Then, when the young man stepped outside for a few moments, Kosen thought: “Now is my chance to escape his keen eye,” and he wrote hurriedly, with a mind free from distraction. “The First Principle.”
“A masterpiece,” pronounced the pupil.]
[Tanzan and Ekido were once travelling together down a muddy road. A heavy rain was still falling. Coming around a bend, they met a lovely girl in a silk kimono and sash, unable to cross the intersection.
“Come on, girl,” said Tanzan at once. Lifting her in his arms, he carried her over the mud.
Ekido did not speak again until that night when they reached a lodging temple. Then he no longer could restrain himself. “We monks don’t go near females,” he told Tanzan, “especially not young and lovely ones. It is dangerous. Why did you do that?”
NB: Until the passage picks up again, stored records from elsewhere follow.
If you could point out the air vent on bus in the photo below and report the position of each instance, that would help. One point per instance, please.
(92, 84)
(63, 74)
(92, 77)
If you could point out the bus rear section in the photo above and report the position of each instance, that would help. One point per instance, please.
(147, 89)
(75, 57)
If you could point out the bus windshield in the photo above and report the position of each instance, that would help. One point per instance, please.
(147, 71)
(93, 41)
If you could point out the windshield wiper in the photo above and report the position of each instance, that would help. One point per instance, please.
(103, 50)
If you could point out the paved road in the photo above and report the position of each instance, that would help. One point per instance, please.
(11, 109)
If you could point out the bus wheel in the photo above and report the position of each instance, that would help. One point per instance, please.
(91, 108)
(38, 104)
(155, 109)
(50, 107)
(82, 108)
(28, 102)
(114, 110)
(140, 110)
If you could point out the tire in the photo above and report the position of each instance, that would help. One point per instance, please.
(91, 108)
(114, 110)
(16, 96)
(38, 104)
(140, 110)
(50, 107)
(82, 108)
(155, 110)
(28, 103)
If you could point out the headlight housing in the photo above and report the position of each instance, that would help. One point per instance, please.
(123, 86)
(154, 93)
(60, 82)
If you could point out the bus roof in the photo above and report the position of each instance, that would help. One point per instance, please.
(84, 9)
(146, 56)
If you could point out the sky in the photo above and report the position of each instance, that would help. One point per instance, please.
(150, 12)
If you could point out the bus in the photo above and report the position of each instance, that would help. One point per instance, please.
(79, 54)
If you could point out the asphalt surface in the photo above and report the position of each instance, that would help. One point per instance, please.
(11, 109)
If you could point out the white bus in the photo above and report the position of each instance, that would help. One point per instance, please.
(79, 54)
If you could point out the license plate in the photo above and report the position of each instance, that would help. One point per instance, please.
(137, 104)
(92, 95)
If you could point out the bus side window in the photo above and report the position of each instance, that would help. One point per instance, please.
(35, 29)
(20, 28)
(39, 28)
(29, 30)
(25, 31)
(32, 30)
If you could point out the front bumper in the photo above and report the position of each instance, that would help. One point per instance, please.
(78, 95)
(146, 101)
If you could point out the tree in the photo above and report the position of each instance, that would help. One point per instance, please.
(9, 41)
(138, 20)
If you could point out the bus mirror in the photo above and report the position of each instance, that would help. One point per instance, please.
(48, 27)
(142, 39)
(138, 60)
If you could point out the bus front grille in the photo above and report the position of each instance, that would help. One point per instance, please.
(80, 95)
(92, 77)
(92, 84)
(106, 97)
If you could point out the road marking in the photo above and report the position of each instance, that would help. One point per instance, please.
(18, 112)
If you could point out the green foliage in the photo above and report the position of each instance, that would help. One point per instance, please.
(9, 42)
“I left the girl there,” said Tanzan. “Are you still carrying her?”]
[Ryokan, a Zen master, lived the simplest kind of life in a little hut at the foot of a mountain. One evening a thief visited the hut only to discover there was nothing in it to steal.
Ryokan returned and caught him. “You may have come a long way to visit me,” he told the prowler, “and you should not return empty handed. Please take my clothes as a gift.”
The thief was bewildered. He took the clothes and slunk away.
Ryokan sat naked, watching the moon. “Poor fellow, ” he mused, “I wish I could give him this beautiful moon.”]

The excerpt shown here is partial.